- Author: Alison Collin
At this time of year it pays to check any cherry trees for infestations of black aphids, Myzus cerasi. These appear most usually on the tips of the terminal shoots, but also on the spurs and they tend to prefer sweet cherry varieties over the sour ones. Leaves will crinkle and curl over, and become sticky with aphid secretions which in turn encourage the development of sooty mold that in severe cases may render the fruit inedible.
These aphids are shiny black and about 1/8-inch long. They overwinter as eggs on the tree bark and emerge at bud break when they feed on tender shoots, injecting a toxin into the leaves which causes them to curl thus protecting the aphids' increasing numbers.
UC IPM recommends using dormant oil sprays in late winter, and hosing off with jets of water any aphids that are obvious before the leaves curl. As with all aphid infestations keep an eye open for ants traveling up the tree trunk – a sure sign that they have found a good supply of honeydew. Natural predators such as hover flies, lady beetles, and lacewings should be encouraged, but once the leaves curl over, these insects appear not to be so prevalent.
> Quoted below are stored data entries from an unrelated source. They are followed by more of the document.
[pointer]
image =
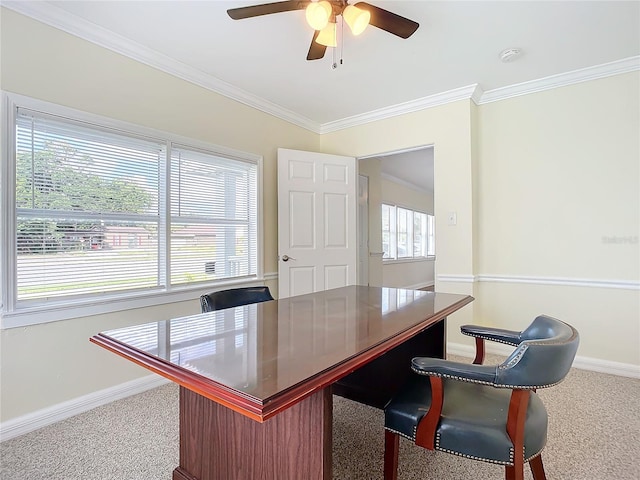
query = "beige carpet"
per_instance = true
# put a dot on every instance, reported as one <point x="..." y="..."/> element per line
<point x="594" y="434"/>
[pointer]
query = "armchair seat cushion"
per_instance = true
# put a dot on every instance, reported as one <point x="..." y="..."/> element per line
<point x="473" y="421"/>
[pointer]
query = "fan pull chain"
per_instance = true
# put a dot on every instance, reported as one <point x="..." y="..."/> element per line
<point x="334" y="65"/>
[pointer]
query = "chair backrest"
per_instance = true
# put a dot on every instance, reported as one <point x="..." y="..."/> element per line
<point x="544" y="356"/>
<point x="234" y="297"/>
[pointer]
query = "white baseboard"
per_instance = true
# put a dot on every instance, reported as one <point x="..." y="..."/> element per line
<point x="55" y="413"/>
<point x="582" y="363"/>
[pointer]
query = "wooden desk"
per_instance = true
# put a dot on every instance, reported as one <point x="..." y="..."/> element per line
<point x="256" y="382"/>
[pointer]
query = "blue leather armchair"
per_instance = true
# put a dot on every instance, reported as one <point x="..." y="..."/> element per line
<point x="482" y="412"/>
<point x="234" y="297"/>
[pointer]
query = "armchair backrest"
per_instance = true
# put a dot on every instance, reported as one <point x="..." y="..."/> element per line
<point x="234" y="297"/>
<point x="543" y="357"/>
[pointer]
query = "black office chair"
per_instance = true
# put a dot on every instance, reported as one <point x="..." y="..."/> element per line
<point x="481" y="412"/>
<point x="234" y="297"/>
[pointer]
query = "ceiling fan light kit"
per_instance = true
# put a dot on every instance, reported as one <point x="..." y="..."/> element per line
<point x="318" y="14"/>
<point x="356" y="18"/>
<point x="327" y="36"/>
<point x="321" y="16"/>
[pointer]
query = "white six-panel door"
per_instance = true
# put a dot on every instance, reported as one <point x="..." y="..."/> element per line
<point x="317" y="224"/>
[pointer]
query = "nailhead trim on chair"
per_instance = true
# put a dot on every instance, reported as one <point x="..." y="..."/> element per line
<point x="491" y="339"/>
<point x="514" y="361"/>
<point x="472" y="457"/>
<point x="453" y="377"/>
<point x="491" y="384"/>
At that point water jets really are not effective, either.
On a young tree I have used a bucket of soapy water and bent the stems into it so that the affected regions are well submerged, but this is not possible on a large tree. Sometimes leaves are so infested that ones best option is to simply prune off the infected twigs, placing them directly into a plastic bag, and disposing of it.
Other cultural measures which may help are avoiding lush growth in the spring by not over-watering or using high nitrogen fertilizers. The base of the tree should be kept clear of weeds or other plants that may act as summer hosts.